A Moon for the Misbegotten was Eugene O'Neill's last play. Finished in 1943, it had a turbulent pre-Broadway road tour in 1947 and closed out of town. Whatever production difficulties it encountered, A Moon has internal troubles that go much deeper. In the current production, three accomplished actors cannot save, or even for long sustain, the play. Nor is the general effect one of crude mass: it is much more one of sheer dead weight. O'Neill's greatest fault--using too many and too flaccid words--flattens out a story that is at best never intense enough; it evokes, not the shock of living drama, but the ghost of other plays.

Taking place about ten years after Long Day's Journey into Night, A Moon reintroduces the hard-drinking older O'Neill brother, James Tyrone Jr. Jim Tyrone is by now a wholly dissipated, used-up drunk, his last reserves gone with the death of his mother. The sweet, healthy, hulking daughter of an Irish tenant farmer, a virgin who pretends to be a wanton, has long been wildly in love with Jim. The two come together alone one night, but beyond a quickly aborted impulse of drunken lust in Jim, nothing happens. Partly from knowing he must spoil her life by sharing it, and even more from having nothing left inside to share, Jim goes away for good.

In some raffish first-act comedy, and very fitfully thereafter, when Wendy Hiller and Franchot Tone give urgency to O'Neill's clouded scenes, or give a face to his sense of lostness, A Moon stirs to life. But mostly it lies dead; and something a little too decent in everyone's basic motives makes A Moon soft as well as enfeebled. There is no tumble and toss of sick, bitter, angry, thwarted, even petrified emotions. Everywhere there is a sense of O'Neill's honest compassion, but nowhere is there anything incandescently imagined or inextinguishably remembered. Words fumble through fog, or have a dated slanginess which, lacking all poetry, sinks almost to parody:

You're the goods, Kid . . . I know what you want, Bright Eyes. Come on, Baby Doll, let's hit the hay.

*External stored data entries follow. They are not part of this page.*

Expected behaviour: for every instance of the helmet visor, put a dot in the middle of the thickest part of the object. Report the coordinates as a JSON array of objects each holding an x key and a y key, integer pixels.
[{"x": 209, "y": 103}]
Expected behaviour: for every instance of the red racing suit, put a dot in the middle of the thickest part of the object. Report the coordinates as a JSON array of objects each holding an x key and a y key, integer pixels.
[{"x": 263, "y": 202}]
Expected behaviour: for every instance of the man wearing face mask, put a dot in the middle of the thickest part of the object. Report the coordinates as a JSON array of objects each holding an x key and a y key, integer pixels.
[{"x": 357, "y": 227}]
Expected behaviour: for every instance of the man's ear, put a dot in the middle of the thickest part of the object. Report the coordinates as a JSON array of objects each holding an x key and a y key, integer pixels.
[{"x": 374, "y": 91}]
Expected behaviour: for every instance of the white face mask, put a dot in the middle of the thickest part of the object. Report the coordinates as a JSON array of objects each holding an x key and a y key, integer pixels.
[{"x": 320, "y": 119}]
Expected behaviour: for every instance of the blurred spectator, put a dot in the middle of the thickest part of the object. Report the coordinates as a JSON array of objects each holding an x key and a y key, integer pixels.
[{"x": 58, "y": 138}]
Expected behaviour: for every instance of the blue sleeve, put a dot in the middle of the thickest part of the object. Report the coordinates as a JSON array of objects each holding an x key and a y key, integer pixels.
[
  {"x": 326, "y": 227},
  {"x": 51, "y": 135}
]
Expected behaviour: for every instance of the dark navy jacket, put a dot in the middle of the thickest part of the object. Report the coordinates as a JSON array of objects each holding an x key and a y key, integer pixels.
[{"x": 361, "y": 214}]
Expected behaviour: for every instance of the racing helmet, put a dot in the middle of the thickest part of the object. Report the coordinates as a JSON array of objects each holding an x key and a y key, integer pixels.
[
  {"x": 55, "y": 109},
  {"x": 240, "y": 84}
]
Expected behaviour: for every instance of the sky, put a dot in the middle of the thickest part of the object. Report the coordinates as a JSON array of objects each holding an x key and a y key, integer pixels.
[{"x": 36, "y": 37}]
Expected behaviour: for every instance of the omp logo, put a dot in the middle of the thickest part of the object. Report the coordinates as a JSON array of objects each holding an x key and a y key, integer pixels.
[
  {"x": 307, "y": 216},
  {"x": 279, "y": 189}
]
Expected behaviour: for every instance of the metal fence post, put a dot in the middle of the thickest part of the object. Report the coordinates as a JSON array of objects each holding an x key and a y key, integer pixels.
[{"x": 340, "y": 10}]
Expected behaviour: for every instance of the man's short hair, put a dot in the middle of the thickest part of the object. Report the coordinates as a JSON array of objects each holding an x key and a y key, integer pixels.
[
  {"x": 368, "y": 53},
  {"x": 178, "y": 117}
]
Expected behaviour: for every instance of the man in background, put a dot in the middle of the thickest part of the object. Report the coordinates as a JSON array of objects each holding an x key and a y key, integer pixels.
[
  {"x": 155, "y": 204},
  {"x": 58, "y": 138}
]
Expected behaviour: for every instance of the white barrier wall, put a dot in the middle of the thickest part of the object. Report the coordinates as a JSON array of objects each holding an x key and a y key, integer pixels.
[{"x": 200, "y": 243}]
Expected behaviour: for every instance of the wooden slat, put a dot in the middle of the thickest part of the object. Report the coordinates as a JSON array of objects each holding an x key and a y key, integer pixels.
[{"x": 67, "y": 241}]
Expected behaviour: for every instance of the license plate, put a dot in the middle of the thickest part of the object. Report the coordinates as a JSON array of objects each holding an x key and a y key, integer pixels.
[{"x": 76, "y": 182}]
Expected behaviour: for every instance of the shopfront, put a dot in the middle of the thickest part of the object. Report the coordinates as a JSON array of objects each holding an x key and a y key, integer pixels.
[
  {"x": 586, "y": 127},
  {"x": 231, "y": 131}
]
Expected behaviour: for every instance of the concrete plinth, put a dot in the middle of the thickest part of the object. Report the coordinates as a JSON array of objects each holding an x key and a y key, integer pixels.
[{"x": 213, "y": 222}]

Carmen Capalbo's staging, like the acting, is wholly in the service of the play. Irish Actor Cyril Cusack is richly humorous and yet realistic as Josie's sly, disreputable father. At his best, Franchot Tone is a memorably quiet Jim. Wendy Hiller, not seen on Broadway since The Heiress, again gives a beautiful performance, again raises, through no fault of her own, a small demur. Glowingly vital and magnetic, Actress Hiller could never really quite seem a colorless, mousy heiress, nor seems now an oversized half-freak. Her acting brings some of its most resonant moments to O'Neill's play, but never quite authenticates the plight of O'Neill's heroine. Doomed or bedeviled Wendy Hiller might seem, but misbegotten never.